While it all costs taxpayers trillions its appeal to voters is that it articulates the myth of American greatness and righteousness and is therefore key to the Trump and Republican machine's power to win the November elections after all.
This two-headed myth of American innocence and American righteousness is a "religion" more than half the country follows in spite of the current wars' unspeakable tragic human realities: hundreds of thousands of non-combatants--men, women and children--have died and hundreds more are dying each passing week (more than one hundred last week by suicide bombers in Ghazni, Kabul and Nangahar). Such slaughter has nevertheless come to be thought of as part of the great battle righteous America is waging against the forces of evil.

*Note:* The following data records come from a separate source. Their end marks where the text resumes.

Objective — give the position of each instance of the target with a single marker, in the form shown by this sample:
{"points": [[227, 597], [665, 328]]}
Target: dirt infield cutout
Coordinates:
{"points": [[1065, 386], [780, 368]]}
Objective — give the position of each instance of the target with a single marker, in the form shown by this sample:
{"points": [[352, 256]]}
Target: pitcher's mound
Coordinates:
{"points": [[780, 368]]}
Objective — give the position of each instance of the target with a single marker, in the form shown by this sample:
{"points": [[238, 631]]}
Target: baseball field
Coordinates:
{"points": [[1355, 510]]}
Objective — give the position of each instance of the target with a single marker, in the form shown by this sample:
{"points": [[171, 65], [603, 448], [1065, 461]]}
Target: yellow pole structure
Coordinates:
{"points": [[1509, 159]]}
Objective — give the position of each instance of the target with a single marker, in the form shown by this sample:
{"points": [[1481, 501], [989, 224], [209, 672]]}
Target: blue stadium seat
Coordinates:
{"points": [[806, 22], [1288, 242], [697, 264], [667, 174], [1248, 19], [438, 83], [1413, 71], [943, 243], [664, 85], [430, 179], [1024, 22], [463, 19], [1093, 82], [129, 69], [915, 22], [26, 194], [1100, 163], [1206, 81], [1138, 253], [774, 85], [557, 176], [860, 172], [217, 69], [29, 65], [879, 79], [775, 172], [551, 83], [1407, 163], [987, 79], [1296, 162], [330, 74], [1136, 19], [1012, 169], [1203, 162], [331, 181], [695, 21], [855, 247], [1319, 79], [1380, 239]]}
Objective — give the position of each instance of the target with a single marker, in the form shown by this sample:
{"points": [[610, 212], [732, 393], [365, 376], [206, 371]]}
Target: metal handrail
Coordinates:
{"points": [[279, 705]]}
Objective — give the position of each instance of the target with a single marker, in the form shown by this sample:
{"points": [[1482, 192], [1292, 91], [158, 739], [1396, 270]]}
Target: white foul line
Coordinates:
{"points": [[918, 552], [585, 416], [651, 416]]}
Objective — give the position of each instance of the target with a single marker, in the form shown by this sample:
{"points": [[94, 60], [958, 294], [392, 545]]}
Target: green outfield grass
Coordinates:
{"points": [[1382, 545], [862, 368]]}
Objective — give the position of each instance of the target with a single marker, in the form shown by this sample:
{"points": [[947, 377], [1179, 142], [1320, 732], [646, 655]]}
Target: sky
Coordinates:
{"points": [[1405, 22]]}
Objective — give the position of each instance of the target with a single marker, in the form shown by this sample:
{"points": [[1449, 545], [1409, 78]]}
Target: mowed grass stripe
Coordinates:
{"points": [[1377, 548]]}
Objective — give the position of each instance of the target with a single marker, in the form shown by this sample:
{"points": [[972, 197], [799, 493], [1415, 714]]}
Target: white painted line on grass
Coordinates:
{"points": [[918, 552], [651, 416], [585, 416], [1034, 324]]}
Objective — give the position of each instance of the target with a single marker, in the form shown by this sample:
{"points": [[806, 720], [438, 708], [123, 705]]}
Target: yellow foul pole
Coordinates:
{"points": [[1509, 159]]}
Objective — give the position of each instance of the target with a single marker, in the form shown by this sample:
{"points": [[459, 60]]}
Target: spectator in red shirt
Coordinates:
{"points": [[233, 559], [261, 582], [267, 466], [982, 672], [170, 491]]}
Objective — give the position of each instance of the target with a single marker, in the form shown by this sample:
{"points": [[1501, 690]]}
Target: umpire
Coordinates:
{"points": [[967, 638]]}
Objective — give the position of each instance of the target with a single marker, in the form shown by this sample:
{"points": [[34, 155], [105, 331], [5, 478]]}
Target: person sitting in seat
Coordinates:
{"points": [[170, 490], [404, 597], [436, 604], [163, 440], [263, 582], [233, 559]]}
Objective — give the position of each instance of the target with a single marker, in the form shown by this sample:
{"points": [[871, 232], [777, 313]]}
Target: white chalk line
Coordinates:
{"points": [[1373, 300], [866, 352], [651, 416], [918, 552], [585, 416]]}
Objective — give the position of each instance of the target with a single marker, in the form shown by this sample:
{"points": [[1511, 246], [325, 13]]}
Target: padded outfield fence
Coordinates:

This false religion prevails even when it savages American soldiers implementing the strategies of Generals that in a dozen years in Afghanistan have added up to nothing. One combat brigade's nine month experience was
"sixty-five soldiers died. Four hundred seventy-seven wounded, 60 percent of those so badly they had to be medically retired for life...included thirty-three single, double or triple amputees." [Directorate S by Steve Cole]
The first task of this Fall's vigorous young candidates for Congress seeking to unsubscribe from the nation's popular war mythology begins with confronting the sorry fact of the politically opportunistic, nearly unanimous, bi-partisan support congresspersons voted supporting the wars in Vietnam and Iraq. Each became graveyards of immense slaughter, and while thousands of American soldiers died, millions of Vietnamese and Iraqi people perished. This is the world our new generation of candidates have to change if elected. T. S. Elliot once wrote
Out of the air a voice without a face
Proved by statistics that some cause was just...
No one was cheered and nothing was discussed;
Column by column in a cloud of dust
They marched away enduring a belief
Whose logic brought them, somewhere else, to grief.
Such is the blind visage and practice of American politics that makes the second task for our new generation of candidates, and ours, indispensible: to recover the lost language of moral reflection and prophetic outcry destroyed by both political manipulation and the tepid theologies that are common parlance in today's mainstream faith communities.
Christians, especially, are addicted to comforting doctrines of grace and the magical atonement of Jesus that undermines their own agency and responsibility to directly and personally engage now in the struggle against the nation's growing totalitarianism. De-mything American delusions of grandeur requires explicit treatment and is critical to the outcome of the November elections.
The role of Interfaith and human rights coalitions is crucial. Having together embraced the universal rights of all humankind they can be a new and indispensible third force in the next 12 weeks. In this crisis their moment has come. Sikhs, Buddhists, Democratic Socialists, Muslims, Jews, Quakers, Presbyterians, Catholics et al must help win this Fall's election contest for the new generation of democratically-oriented candidates.
Playwright Jean Giradeau created the role of the "ragpicker" in The Madwoman of Chaillot to explain to her how in the post WW II world all human values had been reduced to selling, to pimpery. If re-written for today's immense crisis the rag picker might say "Madam, the high purpose of God is not to save your sad derriere, but to establish justice."